¿Por qué?

3 de junio del 2019

Opinión de Carlos Salas

¿Por qué?

Como muchos compatriotas, no llego a entender por qué un presidente demócrata tiene que respetar lo hecho por su predecesor violando todos los principios democráticos. Me lo pregunto con cierta candidez al no ser ducho en esta materia, tan solo como alguien que presencia un estado de cosas absurdo.

Qué un congreso, nombrado en buena parte con platas de la corrupción destinadas a la compra de votos, sea quien obstruye el camino democrático hacía el progreso y frena la posibilidad del ejecutivo de hacer un gobierno que corresponda a las necesidades de su pueblo y a los requerimientos de un siglo XXI que estamos dejando pasar como si no hubiera llegado ya en vísperas de empezar su tercera década; qué unas Cortes desprestigiadas que se encuentran al servicio de un personaje nefasto que merecería estar en prisión y no entorpeciendo la labor del gobierno actual; qué unos gobiernos regionales elegido en gran parte de la misma manera como fue elegido el Congreso y que tienen sus regiones a merced del crimen; y qué nos tengamos que apoyar en una Constitución que fue creada bajo el manto oscuro del narcotráfico son algunas de las cuestiones que me llevan a preguntarme por qué la democracia en Colombia se ha convertido en esclava de una constitución y unas leyes que fueron impuestas a través de jugadas antidemocráticas.

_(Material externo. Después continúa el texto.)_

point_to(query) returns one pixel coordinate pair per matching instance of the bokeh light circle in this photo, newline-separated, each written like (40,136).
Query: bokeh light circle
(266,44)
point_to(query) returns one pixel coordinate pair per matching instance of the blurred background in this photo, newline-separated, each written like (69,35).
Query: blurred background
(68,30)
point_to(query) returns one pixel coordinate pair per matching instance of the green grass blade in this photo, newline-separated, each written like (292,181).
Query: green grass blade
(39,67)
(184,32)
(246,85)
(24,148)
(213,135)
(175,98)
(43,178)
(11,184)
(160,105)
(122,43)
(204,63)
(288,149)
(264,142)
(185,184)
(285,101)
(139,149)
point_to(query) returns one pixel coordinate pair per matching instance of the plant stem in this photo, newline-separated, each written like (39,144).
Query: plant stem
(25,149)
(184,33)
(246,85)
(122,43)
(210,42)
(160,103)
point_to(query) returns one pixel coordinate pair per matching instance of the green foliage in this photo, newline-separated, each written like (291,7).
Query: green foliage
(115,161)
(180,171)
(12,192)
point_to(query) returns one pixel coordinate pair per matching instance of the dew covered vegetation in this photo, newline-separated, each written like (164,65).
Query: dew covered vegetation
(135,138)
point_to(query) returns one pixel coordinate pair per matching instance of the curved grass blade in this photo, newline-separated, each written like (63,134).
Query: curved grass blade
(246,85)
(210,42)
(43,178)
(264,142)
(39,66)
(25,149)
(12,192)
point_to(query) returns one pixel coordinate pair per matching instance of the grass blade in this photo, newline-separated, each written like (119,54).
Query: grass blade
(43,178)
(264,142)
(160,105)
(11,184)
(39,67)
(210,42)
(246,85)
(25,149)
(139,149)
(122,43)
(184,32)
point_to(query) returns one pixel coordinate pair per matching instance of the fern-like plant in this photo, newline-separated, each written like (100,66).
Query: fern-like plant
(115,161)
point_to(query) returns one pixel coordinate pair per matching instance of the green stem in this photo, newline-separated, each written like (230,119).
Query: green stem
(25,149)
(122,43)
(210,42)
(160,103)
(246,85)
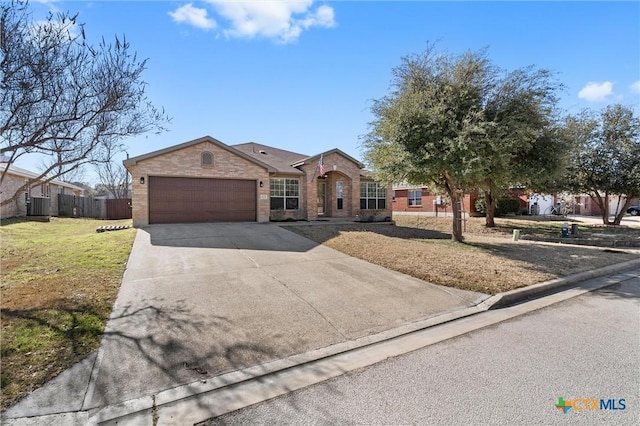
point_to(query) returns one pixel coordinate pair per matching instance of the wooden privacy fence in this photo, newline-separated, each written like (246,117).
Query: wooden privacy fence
(96,208)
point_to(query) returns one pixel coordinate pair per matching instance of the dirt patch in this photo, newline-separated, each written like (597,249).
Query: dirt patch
(59,282)
(487,262)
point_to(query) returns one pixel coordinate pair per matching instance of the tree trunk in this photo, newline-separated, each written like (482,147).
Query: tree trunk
(489,203)
(455,195)
(603,204)
(457,217)
(623,211)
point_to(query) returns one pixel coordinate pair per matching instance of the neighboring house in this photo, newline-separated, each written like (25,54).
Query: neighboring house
(421,199)
(205,180)
(47,192)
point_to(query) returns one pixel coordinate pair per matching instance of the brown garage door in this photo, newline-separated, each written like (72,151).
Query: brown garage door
(178,200)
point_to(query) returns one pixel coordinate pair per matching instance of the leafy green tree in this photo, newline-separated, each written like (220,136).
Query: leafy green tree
(606,156)
(459,123)
(64,99)
(520,146)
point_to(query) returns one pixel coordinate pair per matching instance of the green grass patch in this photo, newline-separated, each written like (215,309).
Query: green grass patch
(59,282)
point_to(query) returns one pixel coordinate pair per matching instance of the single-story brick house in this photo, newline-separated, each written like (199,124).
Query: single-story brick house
(16,177)
(205,180)
(422,199)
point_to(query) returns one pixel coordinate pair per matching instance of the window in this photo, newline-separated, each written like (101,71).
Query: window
(285,193)
(373,196)
(414,197)
(207,159)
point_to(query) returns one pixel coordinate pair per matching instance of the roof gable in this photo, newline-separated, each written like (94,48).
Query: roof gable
(280,159)
(18,171)
(316,157)
(134,160)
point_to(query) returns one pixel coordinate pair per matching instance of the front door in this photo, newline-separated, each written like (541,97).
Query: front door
(322,191)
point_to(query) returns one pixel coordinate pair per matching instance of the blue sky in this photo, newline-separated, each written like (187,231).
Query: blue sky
(301,75)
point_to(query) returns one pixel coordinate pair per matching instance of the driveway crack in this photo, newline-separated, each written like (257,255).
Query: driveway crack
(282,283)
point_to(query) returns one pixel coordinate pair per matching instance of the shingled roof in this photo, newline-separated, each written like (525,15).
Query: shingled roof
(279,159)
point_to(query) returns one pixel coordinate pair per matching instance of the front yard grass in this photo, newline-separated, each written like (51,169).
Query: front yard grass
(59,283)
(488,261)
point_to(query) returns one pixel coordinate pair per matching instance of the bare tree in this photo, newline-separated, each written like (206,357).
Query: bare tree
(113,175)
(66,99)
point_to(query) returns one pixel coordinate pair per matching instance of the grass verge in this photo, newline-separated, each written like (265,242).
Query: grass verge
(488,261)
(59,282)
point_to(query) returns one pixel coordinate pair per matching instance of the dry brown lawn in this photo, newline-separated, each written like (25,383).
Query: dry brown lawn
(488,262)
(59,282)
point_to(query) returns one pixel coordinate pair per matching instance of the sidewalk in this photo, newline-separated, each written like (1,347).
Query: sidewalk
(203,399)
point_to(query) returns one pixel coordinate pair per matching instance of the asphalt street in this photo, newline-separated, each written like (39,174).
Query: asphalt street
(586,348)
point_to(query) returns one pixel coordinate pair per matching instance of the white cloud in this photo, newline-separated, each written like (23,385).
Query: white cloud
(196,16)
(282,20)
(594,92)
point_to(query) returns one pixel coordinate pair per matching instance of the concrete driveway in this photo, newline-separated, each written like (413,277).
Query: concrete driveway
(199,300)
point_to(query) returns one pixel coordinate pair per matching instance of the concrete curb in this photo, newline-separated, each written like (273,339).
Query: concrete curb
(522,294)
(147,406)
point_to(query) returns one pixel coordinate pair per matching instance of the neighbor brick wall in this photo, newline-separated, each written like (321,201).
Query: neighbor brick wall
(186,162)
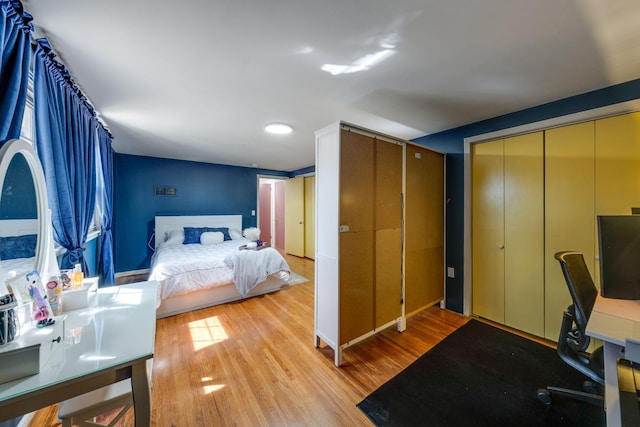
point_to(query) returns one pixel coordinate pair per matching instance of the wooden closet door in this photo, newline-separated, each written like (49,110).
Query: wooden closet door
(388,232)
(569,212)
(357,243)
(524,233)
(424,228)
(488,230)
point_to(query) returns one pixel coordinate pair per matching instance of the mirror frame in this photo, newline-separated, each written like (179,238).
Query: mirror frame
(7,152)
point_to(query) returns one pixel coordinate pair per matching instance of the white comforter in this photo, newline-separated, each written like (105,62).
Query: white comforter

Eso refiriéndome tan solo a las viejas instituciones porque lo que dejó Santos con el nefasto Acuerdo de Paz fue una constitución sobre la cuestionada del 91 al servicio del narcoterrorismo de las FARC y sus compinches. Deberían existir mecanismos con los que un presidente pueda mandar al diablo tanta basura y rearmar el estado, sin que se considere un fujimorazo que, dato curioso, contó con el apoyo del 82% de los peruanos.

Esto va muy mal, no se puede ocultar tan grave situación institucional que está acarreando una violenta criminalidad que va a superar la de los tiempos de los capos de la droga. Las cifras de corrupción y la de ingresos por la coca son alucinantes. Pretender que eso es inocuo es pasar al campo de la negación. Eso no se da sin trágicas consecuencias.

Las FARC se pavonean, luego de tantas victorias en sus distintas formas de lucha, diciendo que son “una fuerza invencible”, a las Cortes no se les toca un pelo cuando hay suficientes pruebas para procesar a varios de sus miembros, los partidos políticos, derrotados en las urnas, imponen su voluntad ante un gobierno sumiso a lo que decidan en el Congreso personajes de la más baja catadura moral y, unido a esto, unos medios que aplauden y dan bombo a este circo que estamos padeciendo.

Ya se va a cumplir un año del mandato del presidente Duque cuyo nombramiento nos devolvió la esperanza. Ojalá antes del 7 de agosto veamos un viraje radical en su conducción de los destinos del país.